In technical terms, the Apply Request Value Phase is the phase during which the conversion of values to their appropriate type will happen. If the conversion process succeeds, then the submitted values are validated against the Validators defined. If either Conversion or the Validation fails, then the form is re-displayed in which case the model values that are associated for each UI Component would not be updated. It gives a chance to the user to re-enter the values. If the user enters the right value, and if the Conversion and the validation succeeds, then the Model values are updated.

3) Standard Converters

3.1) Introduction

In this section, let us see the different standard Converters that comes bundled with JSF Implementation along with some sample code snippets.
The following are the standard Converters available in JSF.
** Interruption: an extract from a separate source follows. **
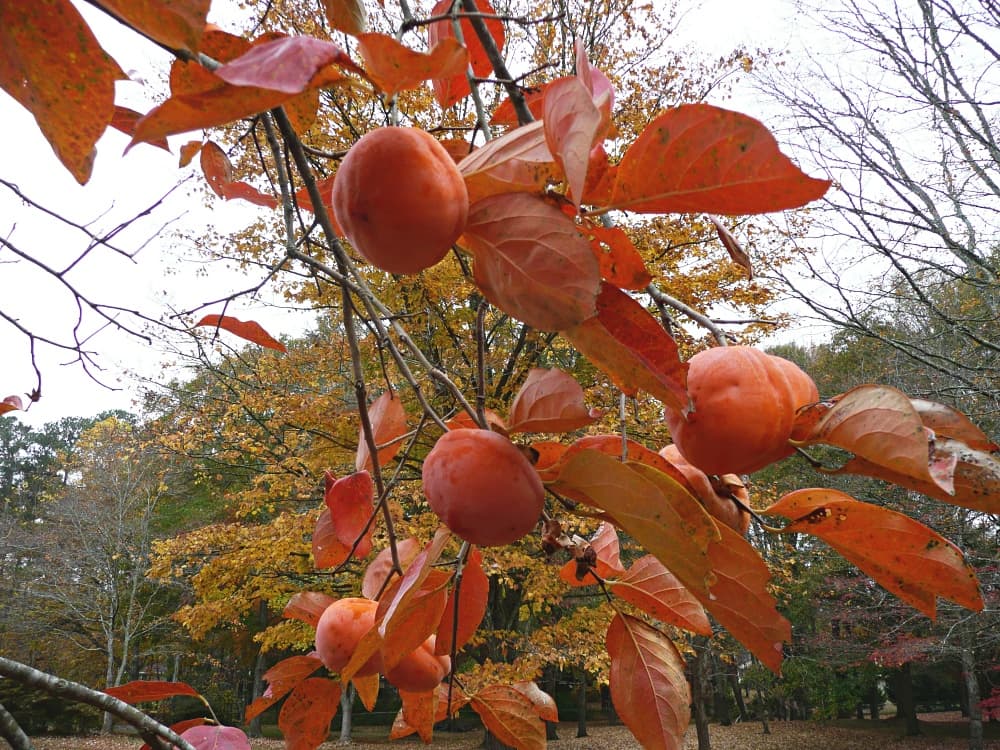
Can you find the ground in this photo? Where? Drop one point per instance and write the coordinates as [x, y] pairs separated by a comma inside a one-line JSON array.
[[944, 732]]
  • BigDecimalConverter – Used to convert the user input string values into values of type java.math.BigDecimal
  • BigIntegerConverter – Used to convert the user input string values into values of type java.math.BigInteger
  • BooleanConverter – Used to convert the user input string values into values of type java.lang.Boolean
  • ByteConverter – Used to convert the user input string values into values of type java.lang.Byte
  • CharacterConverter – Used to convert the user input string values into values of type java.lang.Character
  • DateTimeConverter – Used to convert the user input string values into values of type java.util.Date with a default format.
  • DoubleConverter – Used to convert the user input string values into values of type java.lang.Double
  • EnumConverter – Used to convert the user input string values into values of type java.lang.Enum
  • FloatConverter – Used to convert the user input string values into values of type java.lang.Float
  • IntegerConverter – Used to convert the user input string values into values of type java.lang.Integer
  • LongConverter – Used to convert the user input string values into values of type java.lang.Long
  • NumberConverter – Used to convert the user input string values into values of type java.lang.Number
  • ShortConverter – Used to convert the user input string values into values of type java.lang.Short

3.2) Code Snippets

In this section, let us see code snippets that make use of the standard converters.
The following code defines a Number Converter which formats and displays the number in currency format. Depending on the locale set for this Application, it displays the currency symbol along with value. For example, it may display $1999, if the locale is pointing to US.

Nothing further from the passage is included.